The second goal of our current analysis was to show the temporal evolution of biomarker changes through the course of the disease. Previous studies have found that CSF Aβ42 was unequivocally abnormal 5–10 years or more prior to dementia diagnosis [22], while both CSF t-tau and p-tau became progressively more abnormal as the time to diagnosis of dementia decreased [23]. Our current results are generally consistent with the above views. As can be seen in the “A-first” biomarker sequences, the A-T-N sequence had a significantly faster rate of disease progression than the A-N-T sequence. It is noteworthy that the N-A-T sequence had the fastest disease progression rate. The N biomarker is an indicator of neurodegeneration or neuronal injury that can result from many causes. Recent longitudinal analyses show that, even before amyloid turns officially positive, subthreshold accumulation correlates with subtle memory deficits and cortical tau deposition [24, 25]. Therefore, we speculate that Aβ may be already accumulating in these N-positive-first, but A-negative individuals, and increased Aβ accumulation might be associated with faster disease progression.

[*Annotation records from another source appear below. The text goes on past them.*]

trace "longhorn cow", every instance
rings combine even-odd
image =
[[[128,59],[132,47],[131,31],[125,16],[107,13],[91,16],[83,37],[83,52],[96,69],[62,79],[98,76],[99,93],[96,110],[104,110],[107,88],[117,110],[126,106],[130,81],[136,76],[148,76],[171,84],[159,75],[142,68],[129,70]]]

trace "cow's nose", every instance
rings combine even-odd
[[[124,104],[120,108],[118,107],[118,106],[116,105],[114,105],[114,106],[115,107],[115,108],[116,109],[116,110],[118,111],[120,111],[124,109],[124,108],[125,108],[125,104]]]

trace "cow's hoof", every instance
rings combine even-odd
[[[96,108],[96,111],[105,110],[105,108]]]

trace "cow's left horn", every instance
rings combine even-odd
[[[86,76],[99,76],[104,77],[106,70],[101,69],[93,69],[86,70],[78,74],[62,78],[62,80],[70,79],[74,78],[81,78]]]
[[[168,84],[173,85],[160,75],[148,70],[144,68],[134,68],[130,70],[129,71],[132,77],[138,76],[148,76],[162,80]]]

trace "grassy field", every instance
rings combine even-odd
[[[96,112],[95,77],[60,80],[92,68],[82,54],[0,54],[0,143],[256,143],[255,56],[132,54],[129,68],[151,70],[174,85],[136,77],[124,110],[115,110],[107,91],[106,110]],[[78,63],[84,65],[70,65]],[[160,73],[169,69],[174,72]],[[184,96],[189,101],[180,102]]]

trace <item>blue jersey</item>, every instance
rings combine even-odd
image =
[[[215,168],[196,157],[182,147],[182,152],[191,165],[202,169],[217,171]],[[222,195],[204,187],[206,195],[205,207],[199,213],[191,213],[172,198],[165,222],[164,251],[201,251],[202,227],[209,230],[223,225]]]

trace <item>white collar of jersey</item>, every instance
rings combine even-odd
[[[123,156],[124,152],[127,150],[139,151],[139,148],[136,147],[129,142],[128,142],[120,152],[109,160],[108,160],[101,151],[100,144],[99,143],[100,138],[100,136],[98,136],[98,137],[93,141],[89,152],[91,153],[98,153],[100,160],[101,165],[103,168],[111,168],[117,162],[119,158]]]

However, despite the long pre-clinical disease window covered by the current study, the follow-up data especially CSF data are limited because of its invasiveness. Therefore, only small numbers of participants had longitudinal data, and the majority of longitudinal participants had conversion results of biomarker changes only once. No individual had a full conversion of biomarkers from all negative to all positive across the follow-up period, and our results represent sample rather than individual effects. In addition, we calculated the conversion rates of each biomarker sequence similarly as previous research [26], while 46.34% of individuals did not have any ATN biomarker changes based on the current follow-up data. How many individuals will undergo further changes cannot be known, because of increasing death rates with age and the difficulty in longer follow-ups. Anyway, a greater number of individuals and time points, and longer follow-up time would increase the feasibility of modeling and provide more statistically powerful results in the future.

Conclusions

To our knowledge, the current work presents a comprehensive analysis of longitudinal trajectories of Alzheimer’s ATN biomarker profiles in non-demented elderly individuals from the ADNI cohort. Except for the classical A-T-N sequence, our study has demonstrated that three other longitudinal patterns of changes in Alzheimer’s ATN biomarker profiles are also present, including the “A-first,” “T-first,” and “N-first” biomarker pathways. Understanding these longitudinal changes further demonstrates the diversity of the pathophysiological progression of the disease. Stratifying disease into subtypes depending on the temporal evolution of biomarkers could benefit the early recognition and treatment of diseases. Meanwhile, early targeted interventions blocking the effect of biomarkers might alter the natural history of the disease.